Garrett received a BFA from the School of the Art Institute of Chicago, has taught at SAIC and Photographic Center Northwest, and has been known to lecture on the history of occult photography.
Garrett’s work regularly involves drawing parallels between the history of spirit photography and related practices, historical texts on magic, and personal life experiences. Their work has been exhibited extensively in the United States and Europe, and their first monograph, Earth Magic, was published by Fulgur Press in 2014.
In 2022 Rosanne celebrates 40 years as a professional photographer. During those years she has won many awards for her commercial and fine art work. She has also been featured in well-known publications such as Communication Arts and Graphis, among others. In 2008 Rosanne authored a book about women and body image titled This is Who I Am—our beauty in all shapes and sizes. She has also published books about portraiture (The Art of the Portrait) and lighting (ABCs of Beautiful Light). Rosanne has been teaching lighting, portraiture and creativity classes over the course of her career at PCNW, Santa Fe Workshops and many other venues. She occasionally mentors students who want to hone their skills in the art of photography. Rosanne is also a poet and singer-songwriter.
Tegra Stone Nuess is an editorial and commercial photographer, specializing in travel and adventure. Her commitment is to capture authentic emotions and moments while crafting and creating images and videos that tell a story. Tegra’s work documents the wonder and drama of the wild outdoors and our interaction with it. Her photograph of a hiker in the North Cascades National Park was the top-selling Getty image of 2016 under the search term “woman.” She is also passionate about capturing the daily details that make life wonderful. From portraiture and lifestyle to food and restaurants, Tegra documents and celebrates who we are and how we live. Some of her favorite clients have been The New York Times, Backpacker Magazine, Saveur Magazine, Booking.com, UnCruise Adventures, and The Trust for Public Land.

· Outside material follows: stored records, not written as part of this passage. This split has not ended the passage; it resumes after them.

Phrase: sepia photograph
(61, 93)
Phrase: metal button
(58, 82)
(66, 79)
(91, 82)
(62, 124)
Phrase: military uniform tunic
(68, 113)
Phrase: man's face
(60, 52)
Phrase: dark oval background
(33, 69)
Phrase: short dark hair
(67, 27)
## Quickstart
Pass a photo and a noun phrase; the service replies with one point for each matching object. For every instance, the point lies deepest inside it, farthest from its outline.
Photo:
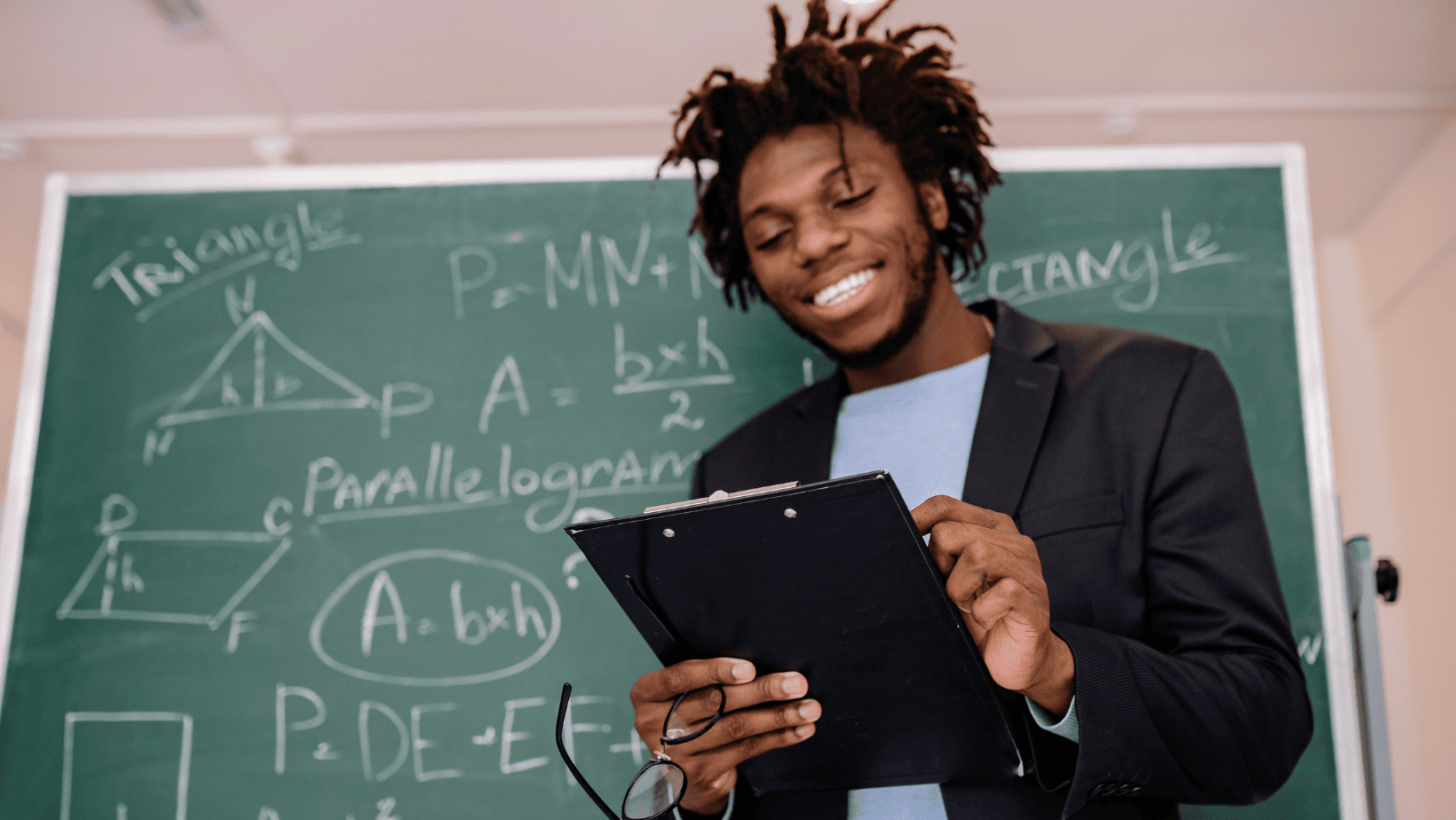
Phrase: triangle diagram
(261, 370)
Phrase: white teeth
(843, 288)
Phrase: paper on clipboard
(830, 580)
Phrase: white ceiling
(104, 85)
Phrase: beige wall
(1388, 296)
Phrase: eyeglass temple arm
(561, 746)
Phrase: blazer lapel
(1018, 397)
(805, 446)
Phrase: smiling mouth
(843, 288)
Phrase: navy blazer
(1123, 456)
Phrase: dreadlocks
(827, 77)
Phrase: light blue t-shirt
(919, 430)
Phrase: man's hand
(993, 576)
(753, 722)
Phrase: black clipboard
(832, 580)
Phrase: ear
(934, 201)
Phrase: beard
(896, 340)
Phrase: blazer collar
(1021, 383)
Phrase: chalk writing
(440, 485)
(129, 731)
(271, 386)
(1132, 270)
(152, 279)
(197, 577)
(504, 619)
(639, 373)
(443, 740)
(574, 268)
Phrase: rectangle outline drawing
(184, 768)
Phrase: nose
(819, 235)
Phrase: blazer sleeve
(1210, 706)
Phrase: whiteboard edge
(28, 411)
(587, 170)
(1338, 643)
(395, 175)
(1136, 158)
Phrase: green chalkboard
(284, 527)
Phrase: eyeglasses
(661, 784)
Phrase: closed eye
(771, 242)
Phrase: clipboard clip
(721, 495)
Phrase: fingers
(670, 682)
(714, 771)
(750, 733)
(983, 563)
(951, 540)
(764, 690)
(711, 762)
(944, 509)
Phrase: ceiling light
(182, 16)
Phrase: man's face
(846, 259)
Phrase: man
(1087, 491)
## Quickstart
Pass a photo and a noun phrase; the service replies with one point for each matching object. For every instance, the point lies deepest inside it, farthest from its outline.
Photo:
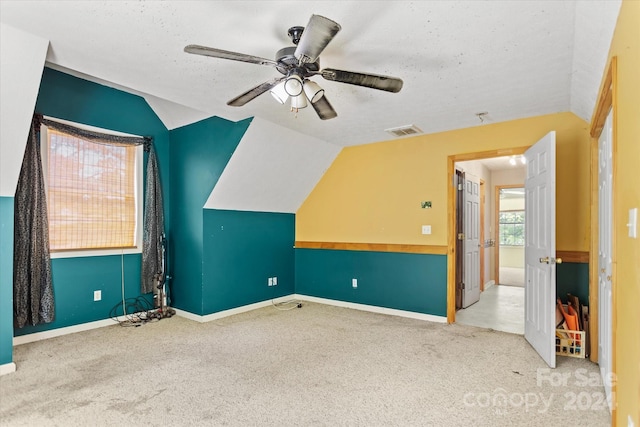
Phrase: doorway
(500, 309)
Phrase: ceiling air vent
(404, 130)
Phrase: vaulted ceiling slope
(511, 59)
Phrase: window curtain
(153, 224)
(32, 284)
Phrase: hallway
(501, 307)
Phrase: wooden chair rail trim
(374, 247)
(573, 256)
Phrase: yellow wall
(626, 46)
(372, 193)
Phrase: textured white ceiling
(512, 59)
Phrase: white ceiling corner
(273, 169)
(590, 52)
(512, 59)
(174, 115)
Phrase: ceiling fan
(297, 64)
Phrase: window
(511, 228)
(93, 193)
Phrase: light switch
(633, 223)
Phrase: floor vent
(404, 130)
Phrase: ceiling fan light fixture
(293, 85)
(313, 91)
(279, 93)
(298, 102)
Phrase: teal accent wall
(6, 280)
(74, 279)
(241, 251)
(573, 278)
(411, 282)
(199, 153)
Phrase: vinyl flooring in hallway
(501, 307)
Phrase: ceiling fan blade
(315, 37)
(252, 93)
(324, 109)
(387, 83)
(225, 54)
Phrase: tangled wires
(135, 311)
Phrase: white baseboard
(7, 368)
(374, 309)
(38, 336)
(230, 312)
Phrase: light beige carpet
(314, 366)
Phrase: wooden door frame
(496, 225)
(607, 101)
(482, 207)
(451, 216)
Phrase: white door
(471, 292)
(605, 210)
(540, 248)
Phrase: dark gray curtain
(32, 266)
(153, 226)
(32, 285)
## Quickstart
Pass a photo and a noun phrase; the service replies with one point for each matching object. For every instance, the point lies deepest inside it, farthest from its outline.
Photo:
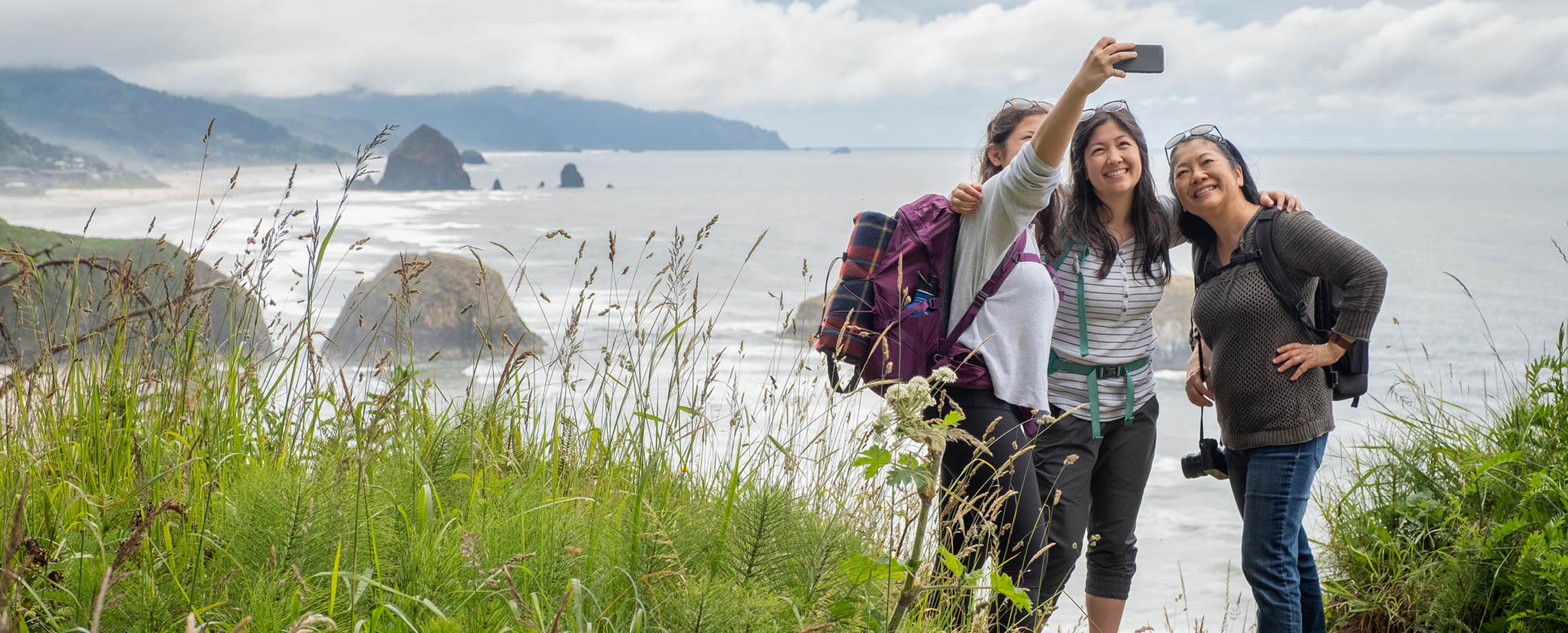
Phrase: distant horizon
(1305, 76)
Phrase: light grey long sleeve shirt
(1010, 332)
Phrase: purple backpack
(889, 319)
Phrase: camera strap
(1201, 376)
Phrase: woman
(1112, 256)
(1275, 406)
(1026, 143)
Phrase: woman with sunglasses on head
(1274, 402)
(1112, 257)
(1024, 146)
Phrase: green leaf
(863, 569)
(1003, 583)
(954, 417)
(906, 475)
(874, 460)
(950, 561)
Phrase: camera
(1208, 461)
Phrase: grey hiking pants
(1101, 491)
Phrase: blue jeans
(1272, 486)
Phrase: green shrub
(1455, 522)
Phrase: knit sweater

Zorn Taylor is a portrait photographer, photographing humans and documenting community. Taylor makes portraits that build community by celebrating the stories of the human beings that comprise it. As an artist, Taylor’s attention is focused on how community is created and nurtured and grown. Taylor’s work describes a beautiful, expanding community and imagines how it could become even richer. Taylor is a believer in the beloved community and imagines a community that manifests through the actions we take to love, the words we use to describe that love and the narratives we weave about these relationships.